The first concerns living veterans, specifically those discharged since 1975. Burglars stole data containing names, Social Security numbers, dates of birth and some disability rating information for up to 26.5 million veterans from the home of a Veterans Affairs data analyst who took the electronic data home, which is a violation of VA policies, according to a statement released Monday.
Although the FBI and the VA inspector general have taken the appropriate precautions by launching full-scale investigations, authorities think that the burglary was random and the thief has no knowledge of the data contents.
Affected veterans should still be on the guard.

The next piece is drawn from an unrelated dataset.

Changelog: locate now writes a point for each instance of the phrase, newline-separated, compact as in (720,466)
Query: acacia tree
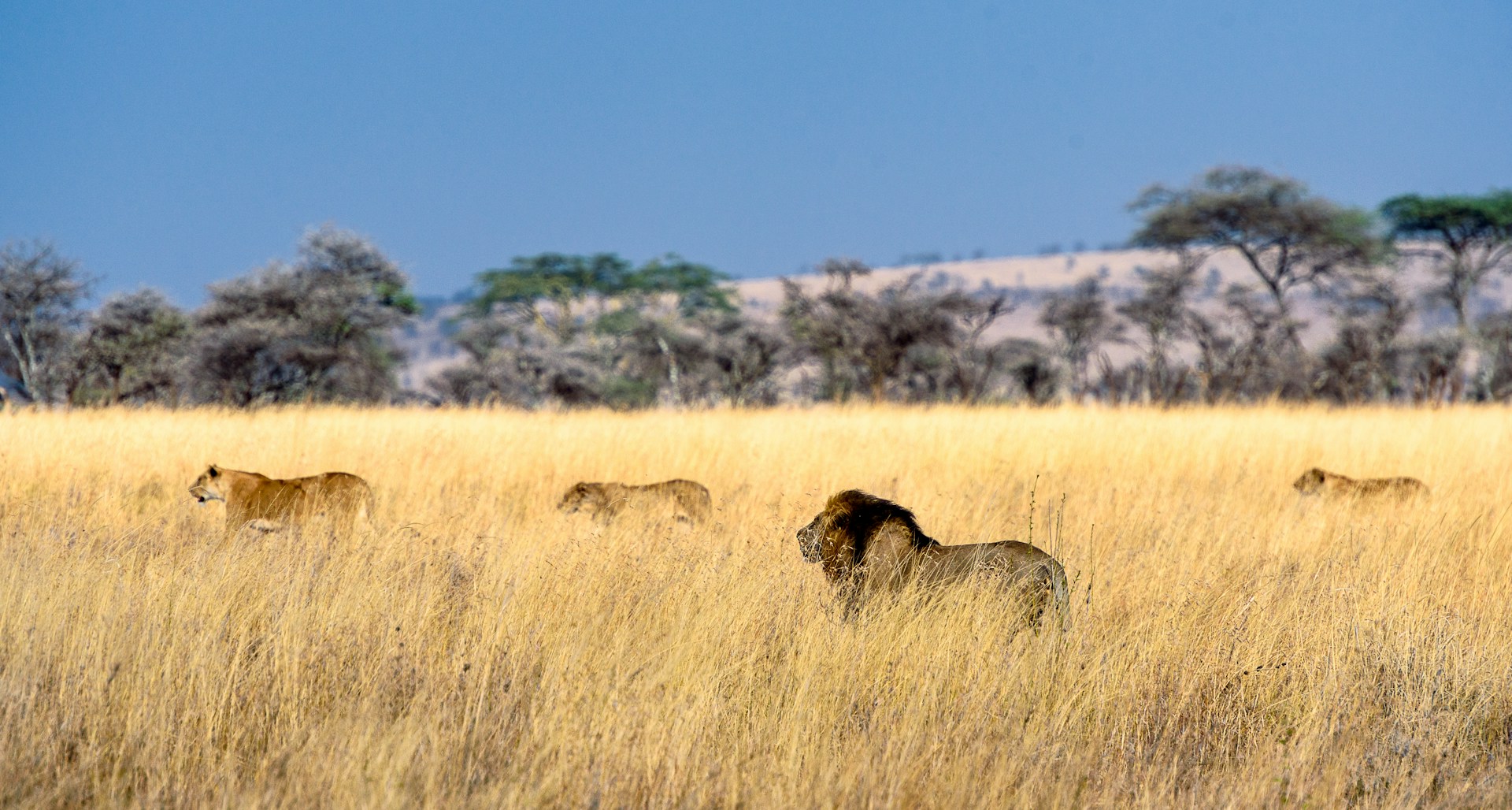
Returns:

"You need to keep an eye on anything suspicious with your records -- a close eye on credit cards and anything with financial security or Social Security numbers on it," said Bud Nelson, commander of Craig's Veterans of Foreign Wars Post 4265.
Veterans concerned about veteran protection can go to www.firstgov.gov or call 1-800-333-4636 to get more information.

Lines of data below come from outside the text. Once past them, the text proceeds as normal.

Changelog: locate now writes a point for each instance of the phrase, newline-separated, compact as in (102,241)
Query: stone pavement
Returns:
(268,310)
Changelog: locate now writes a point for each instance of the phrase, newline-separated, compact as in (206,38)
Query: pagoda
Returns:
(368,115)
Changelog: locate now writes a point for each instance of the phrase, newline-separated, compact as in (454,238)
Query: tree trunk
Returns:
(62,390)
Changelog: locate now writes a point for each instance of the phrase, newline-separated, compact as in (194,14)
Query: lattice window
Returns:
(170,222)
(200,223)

To celebrate the sacrifices veterans make for the U.S., events are planned for Memorial Day, which is Monday. Recognizing those who have died while serving our country is important to veterans like Jim Meineke, who served as a Marine Corps infantry rifleman during the Korean War.
"Whatever firefight you were in, anybody that serves, they might have been on the frontline or there's a lot of people supporting behind them, one is just as important as the other," Meineke said.

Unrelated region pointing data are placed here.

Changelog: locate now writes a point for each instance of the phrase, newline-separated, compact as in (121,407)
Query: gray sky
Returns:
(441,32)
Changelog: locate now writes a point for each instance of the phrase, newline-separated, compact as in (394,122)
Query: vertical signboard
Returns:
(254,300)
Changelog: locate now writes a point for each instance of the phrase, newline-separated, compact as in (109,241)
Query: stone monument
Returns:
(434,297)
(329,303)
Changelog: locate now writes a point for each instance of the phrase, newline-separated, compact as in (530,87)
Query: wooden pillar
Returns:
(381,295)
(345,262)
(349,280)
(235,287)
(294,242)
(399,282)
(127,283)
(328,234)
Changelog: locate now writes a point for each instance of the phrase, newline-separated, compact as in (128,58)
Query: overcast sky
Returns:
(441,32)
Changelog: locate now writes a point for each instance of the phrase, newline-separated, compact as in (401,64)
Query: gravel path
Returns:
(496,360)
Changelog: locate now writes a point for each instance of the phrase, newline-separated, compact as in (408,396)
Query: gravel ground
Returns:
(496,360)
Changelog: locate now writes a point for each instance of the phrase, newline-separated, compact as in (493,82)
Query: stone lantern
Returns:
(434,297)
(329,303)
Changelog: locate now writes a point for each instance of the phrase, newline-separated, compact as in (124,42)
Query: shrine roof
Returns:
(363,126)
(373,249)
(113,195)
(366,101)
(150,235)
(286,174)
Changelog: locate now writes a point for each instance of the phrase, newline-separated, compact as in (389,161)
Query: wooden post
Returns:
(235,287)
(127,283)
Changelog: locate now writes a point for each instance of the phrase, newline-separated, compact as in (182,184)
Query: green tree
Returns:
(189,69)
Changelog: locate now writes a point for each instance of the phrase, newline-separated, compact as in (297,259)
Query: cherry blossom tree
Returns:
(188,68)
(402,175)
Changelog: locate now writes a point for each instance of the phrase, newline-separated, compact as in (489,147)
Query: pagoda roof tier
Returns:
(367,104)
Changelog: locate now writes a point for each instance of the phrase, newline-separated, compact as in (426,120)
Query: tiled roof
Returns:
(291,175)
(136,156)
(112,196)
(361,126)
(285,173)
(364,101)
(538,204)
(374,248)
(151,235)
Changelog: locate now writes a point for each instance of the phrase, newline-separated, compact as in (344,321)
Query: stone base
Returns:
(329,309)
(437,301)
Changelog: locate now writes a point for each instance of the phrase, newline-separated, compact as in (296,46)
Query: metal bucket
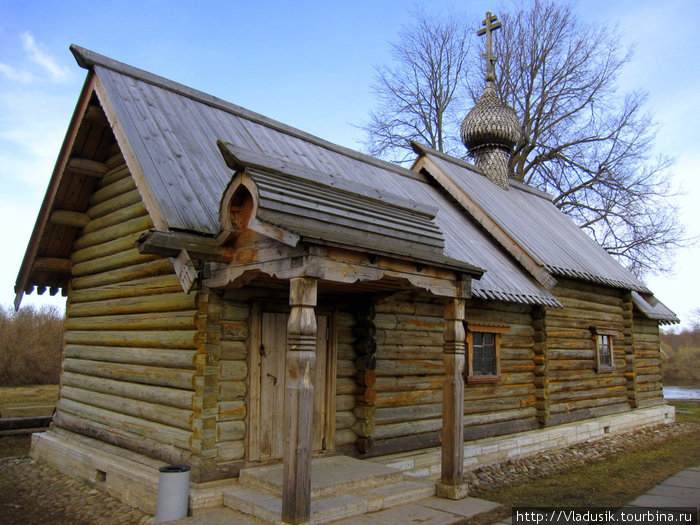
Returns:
(173,492)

At 5 p.m. Sunday night, veterans and community members will gather at the Craig Cemetery to place United States flags on the graves of all known military personnel.
"Everybody helps put the flags out -- scout troops, the Bad Dog wrestling team, the girls soccer team will volunteer," Nelson said. "We have a master blueprint of the cemetery. There's about 500 of them, but as we update the chart, if family members check and see it's not there, make sure you please come and tell us."
The VFW and American Legion's joint Memorial Day service begins at 11 a.m. Monday at the cemetery.
"We welcome everyone to come and see what Memorial Day stands for," Meineke said. "There's usually 300 to 400 people there a year. It only lasts about an hour."
The service features the reading of the fallen veterans' names and a 21-gun M1 military rifle salute from the VFW color guard.
"It's a day to honor veterans -- people who gave their lives for our country, not just a longer weekend to get in an extra round of golf," Nelson said. "Take a moment of reflection to think about your freedoms. If you get a chance this weekend, thank a veteran. They're the ones who gave it to you."
The VFW color guard also will be marching in Saturday's Grand Olde West Days parade and conducting a similar Memorial Day service at 2 p.m. Monday at Maybell Cemetery.
Meeker's Memorial Day service takes place at 10 a.m. Monday at Highlands Cemetery.